# do these work for hash



## skullcandy (Nov 11, 2013)

anyone got experience with these straining bags from ace hardware they called tight mesh strainers they don't have a micro sizewriten on the bag so not sure. I am a bit intimidated to try them there for one time use. i want to make some ice water hash. 

the bag states its for cleaning paint, oil based, varnishes, resins and more 

i am new to this so i only got 3 0z bud to use for it would hate to messs it up


----------



## CatFish (Nov 11, 2013)

I would say no. But we need to know the micron size .of the mesh


----------



## skullcandy (Nov 11, 2013)

what size is needed I am gonna try and count the microns


----------



## The Hemp Goddess (Nov 11, 2013)

No, those are not nearly fine enough to make hash.  While you can count how many threads there are per inch, that is different from micron size and I don't believe that it is going to give you any useful information.  In fact, if the mesh is coarse enough so that you can count the threads, it pretty much means it is too course for hash.  With bubble bags, the finer the mesh, the smaller the micron size of the mesh--for example most bubble bags go from 220 microns (the largest openings) which you use for the initial mixing of the trim down to the 25 microns which is the used for the final strain and is the finest of the screens.

You can get bubble bags for a pretty good price on e-bay.  I have gotten where I use only3 bags--the 220 for the initial mix, then something around 120 micron and finish off with a 75 or 45 for the final strain.

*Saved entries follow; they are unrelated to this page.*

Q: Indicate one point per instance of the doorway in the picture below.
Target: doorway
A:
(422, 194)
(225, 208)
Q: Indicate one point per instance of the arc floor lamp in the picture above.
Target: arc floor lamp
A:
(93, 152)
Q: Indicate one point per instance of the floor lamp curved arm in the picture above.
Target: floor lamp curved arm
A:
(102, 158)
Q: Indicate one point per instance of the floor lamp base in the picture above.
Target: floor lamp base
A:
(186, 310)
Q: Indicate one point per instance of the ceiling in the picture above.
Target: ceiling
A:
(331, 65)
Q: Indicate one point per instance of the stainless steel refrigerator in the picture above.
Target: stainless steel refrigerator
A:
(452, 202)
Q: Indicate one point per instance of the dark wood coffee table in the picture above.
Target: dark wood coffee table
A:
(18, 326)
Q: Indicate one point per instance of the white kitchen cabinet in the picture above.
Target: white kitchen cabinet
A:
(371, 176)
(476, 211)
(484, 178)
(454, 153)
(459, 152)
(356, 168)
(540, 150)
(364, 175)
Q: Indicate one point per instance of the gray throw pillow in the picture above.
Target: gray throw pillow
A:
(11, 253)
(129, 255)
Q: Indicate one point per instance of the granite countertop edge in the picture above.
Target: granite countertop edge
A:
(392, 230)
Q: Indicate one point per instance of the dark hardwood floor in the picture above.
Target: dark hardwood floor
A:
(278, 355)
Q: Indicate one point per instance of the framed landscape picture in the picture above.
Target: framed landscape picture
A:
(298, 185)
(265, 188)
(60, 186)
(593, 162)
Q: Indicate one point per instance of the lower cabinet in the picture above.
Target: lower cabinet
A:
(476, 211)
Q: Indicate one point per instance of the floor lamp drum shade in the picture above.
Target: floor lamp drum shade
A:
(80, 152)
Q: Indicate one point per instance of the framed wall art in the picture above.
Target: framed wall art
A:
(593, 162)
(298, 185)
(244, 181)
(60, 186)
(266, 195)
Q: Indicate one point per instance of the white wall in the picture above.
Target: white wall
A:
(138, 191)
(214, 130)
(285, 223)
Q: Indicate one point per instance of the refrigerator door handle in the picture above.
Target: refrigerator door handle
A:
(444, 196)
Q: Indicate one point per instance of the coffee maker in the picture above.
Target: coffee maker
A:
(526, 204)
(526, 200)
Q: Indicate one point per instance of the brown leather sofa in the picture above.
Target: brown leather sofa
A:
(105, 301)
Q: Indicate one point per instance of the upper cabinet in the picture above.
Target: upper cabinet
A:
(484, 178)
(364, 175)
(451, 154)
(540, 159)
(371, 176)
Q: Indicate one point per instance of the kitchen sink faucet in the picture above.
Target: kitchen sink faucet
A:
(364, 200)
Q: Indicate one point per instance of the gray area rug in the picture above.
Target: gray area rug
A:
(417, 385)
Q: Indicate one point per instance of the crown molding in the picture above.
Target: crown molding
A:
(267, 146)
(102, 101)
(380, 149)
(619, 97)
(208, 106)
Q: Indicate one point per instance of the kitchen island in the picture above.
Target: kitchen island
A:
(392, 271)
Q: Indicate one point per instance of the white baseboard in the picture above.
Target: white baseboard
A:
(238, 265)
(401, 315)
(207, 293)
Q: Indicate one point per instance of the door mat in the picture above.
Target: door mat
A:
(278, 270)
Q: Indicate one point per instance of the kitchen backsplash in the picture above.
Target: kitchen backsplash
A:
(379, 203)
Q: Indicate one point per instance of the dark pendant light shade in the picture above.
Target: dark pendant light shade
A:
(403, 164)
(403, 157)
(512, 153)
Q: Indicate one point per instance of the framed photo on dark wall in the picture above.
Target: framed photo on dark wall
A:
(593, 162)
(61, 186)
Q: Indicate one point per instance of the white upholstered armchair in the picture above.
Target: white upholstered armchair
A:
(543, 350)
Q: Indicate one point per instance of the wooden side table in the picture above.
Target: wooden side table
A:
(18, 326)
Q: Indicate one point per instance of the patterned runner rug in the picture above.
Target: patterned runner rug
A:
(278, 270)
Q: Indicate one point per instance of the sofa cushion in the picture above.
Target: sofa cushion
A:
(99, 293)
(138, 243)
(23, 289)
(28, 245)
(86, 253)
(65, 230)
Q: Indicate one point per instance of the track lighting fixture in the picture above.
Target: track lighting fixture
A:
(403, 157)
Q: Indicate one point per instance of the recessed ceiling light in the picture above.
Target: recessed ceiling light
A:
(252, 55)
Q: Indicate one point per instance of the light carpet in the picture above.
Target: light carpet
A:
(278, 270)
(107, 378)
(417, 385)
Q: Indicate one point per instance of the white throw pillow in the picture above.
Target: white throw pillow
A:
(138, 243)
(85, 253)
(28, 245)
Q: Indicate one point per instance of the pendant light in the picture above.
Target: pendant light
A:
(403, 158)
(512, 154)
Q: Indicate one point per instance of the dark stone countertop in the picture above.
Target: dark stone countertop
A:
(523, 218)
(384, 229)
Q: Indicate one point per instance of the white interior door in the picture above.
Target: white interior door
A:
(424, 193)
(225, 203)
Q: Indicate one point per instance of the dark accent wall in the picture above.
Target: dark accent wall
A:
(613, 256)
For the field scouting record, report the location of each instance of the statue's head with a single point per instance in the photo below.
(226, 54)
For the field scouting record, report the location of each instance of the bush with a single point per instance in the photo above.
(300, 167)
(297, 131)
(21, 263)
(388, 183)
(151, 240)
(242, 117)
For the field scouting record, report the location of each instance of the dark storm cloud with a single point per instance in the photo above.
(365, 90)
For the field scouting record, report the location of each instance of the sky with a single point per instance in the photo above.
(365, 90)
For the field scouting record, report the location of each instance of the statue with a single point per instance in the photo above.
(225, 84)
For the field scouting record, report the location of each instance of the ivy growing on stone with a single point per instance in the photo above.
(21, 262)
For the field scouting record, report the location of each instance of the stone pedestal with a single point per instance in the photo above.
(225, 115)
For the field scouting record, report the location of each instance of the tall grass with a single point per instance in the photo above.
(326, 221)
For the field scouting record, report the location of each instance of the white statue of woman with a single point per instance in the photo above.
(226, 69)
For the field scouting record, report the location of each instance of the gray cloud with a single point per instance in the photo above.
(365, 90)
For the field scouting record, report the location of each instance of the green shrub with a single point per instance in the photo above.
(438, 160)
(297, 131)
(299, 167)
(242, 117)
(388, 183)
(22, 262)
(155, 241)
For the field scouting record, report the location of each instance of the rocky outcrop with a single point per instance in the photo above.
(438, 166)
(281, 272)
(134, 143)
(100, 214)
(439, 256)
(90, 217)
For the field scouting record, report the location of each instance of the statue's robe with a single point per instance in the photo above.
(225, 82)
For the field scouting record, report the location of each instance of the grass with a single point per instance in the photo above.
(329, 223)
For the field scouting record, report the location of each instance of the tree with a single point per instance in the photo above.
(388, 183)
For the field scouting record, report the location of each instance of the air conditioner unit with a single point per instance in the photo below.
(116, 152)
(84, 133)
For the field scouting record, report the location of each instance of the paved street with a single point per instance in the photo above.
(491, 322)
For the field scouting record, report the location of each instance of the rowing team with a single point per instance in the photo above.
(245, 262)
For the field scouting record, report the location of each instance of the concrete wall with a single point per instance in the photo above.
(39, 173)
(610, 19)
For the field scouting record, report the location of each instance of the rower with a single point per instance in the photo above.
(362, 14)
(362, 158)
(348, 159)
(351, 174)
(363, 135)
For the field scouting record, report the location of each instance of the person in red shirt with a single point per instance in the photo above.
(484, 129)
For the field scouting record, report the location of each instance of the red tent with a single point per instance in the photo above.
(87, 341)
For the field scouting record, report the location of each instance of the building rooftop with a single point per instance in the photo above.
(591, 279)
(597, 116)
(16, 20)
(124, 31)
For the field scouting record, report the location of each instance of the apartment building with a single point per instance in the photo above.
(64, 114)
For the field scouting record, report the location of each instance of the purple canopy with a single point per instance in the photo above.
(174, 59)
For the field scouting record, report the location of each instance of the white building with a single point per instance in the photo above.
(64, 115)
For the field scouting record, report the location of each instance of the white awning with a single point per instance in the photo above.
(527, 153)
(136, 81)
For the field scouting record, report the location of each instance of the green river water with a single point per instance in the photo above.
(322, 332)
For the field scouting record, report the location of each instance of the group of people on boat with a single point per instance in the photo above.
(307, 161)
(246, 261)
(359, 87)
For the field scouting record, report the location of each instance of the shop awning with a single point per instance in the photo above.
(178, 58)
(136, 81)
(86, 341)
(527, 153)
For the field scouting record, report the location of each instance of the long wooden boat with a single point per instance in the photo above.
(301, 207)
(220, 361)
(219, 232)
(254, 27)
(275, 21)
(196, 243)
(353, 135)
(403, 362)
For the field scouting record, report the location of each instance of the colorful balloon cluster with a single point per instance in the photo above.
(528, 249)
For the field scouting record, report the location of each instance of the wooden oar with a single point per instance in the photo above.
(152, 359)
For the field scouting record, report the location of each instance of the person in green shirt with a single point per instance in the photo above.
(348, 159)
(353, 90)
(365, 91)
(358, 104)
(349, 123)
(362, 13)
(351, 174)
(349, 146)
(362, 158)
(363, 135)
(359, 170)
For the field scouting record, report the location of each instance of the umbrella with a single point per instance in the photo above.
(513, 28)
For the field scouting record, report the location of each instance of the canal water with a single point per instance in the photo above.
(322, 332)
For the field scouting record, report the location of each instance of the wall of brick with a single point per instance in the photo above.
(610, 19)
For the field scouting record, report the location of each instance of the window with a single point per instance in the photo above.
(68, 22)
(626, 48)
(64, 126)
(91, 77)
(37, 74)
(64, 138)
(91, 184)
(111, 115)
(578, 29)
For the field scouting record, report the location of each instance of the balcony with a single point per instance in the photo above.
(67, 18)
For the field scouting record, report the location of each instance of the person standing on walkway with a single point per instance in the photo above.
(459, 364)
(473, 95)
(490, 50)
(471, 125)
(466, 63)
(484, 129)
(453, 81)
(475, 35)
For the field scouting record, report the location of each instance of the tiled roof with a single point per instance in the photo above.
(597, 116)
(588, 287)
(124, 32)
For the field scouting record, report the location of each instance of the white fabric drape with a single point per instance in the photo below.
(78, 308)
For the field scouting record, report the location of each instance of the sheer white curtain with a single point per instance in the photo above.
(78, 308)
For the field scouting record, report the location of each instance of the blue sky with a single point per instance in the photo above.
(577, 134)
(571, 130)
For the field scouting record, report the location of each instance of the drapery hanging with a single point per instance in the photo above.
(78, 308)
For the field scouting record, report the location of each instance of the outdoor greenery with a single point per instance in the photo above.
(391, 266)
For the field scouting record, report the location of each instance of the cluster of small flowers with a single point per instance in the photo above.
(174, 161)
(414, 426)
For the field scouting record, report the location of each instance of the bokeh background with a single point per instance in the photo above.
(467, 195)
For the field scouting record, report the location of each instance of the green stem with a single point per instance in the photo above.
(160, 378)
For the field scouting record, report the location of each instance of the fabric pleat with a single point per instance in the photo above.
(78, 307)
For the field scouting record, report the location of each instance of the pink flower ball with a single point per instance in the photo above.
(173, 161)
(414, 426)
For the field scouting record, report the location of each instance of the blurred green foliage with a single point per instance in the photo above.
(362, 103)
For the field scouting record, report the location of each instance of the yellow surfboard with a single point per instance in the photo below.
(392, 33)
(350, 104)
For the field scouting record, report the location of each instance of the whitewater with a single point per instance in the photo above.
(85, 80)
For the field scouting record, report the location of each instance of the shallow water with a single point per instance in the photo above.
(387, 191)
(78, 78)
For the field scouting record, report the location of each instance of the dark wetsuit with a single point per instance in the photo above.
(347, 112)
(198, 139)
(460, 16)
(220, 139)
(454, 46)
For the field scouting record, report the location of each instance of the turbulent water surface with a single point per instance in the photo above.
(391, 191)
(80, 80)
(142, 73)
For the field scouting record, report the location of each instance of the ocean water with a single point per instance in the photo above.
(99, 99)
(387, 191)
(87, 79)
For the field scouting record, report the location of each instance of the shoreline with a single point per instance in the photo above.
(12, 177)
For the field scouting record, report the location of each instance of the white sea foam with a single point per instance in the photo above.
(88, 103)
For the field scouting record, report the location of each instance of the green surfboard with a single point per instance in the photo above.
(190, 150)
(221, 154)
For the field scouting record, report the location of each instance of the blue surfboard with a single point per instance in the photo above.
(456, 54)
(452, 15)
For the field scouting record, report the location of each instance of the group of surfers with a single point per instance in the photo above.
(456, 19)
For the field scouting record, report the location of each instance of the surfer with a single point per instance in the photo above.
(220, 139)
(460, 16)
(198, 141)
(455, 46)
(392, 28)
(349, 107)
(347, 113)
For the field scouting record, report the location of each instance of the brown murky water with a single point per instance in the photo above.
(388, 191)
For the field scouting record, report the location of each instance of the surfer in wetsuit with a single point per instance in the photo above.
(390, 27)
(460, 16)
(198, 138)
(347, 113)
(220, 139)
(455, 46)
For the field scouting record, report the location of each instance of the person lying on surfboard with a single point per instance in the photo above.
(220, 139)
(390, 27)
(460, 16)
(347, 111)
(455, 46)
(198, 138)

You can use things like the paint strainers if you are going to make tinctures or something like that where you want to strain the plant parts out and be left with a liquid that contains the trichs.  But unless the mesh is substantially finer, you are not going to catch any trichs--they will wash on through with the liquid.


----------



## 4u2sm0ke (Nov 11, 2013)

Yeah  look at Amazon   I got a 5 bag set Micron bags  for under 40 dollars


----------



## skullcandy (Nov 12, 2013)

okay thanks for the great advice I was half ready to use those strainers


----------



## pcduck (Nov 13, 2013)

microns are the measurement of the space between threads, not thread count.


----------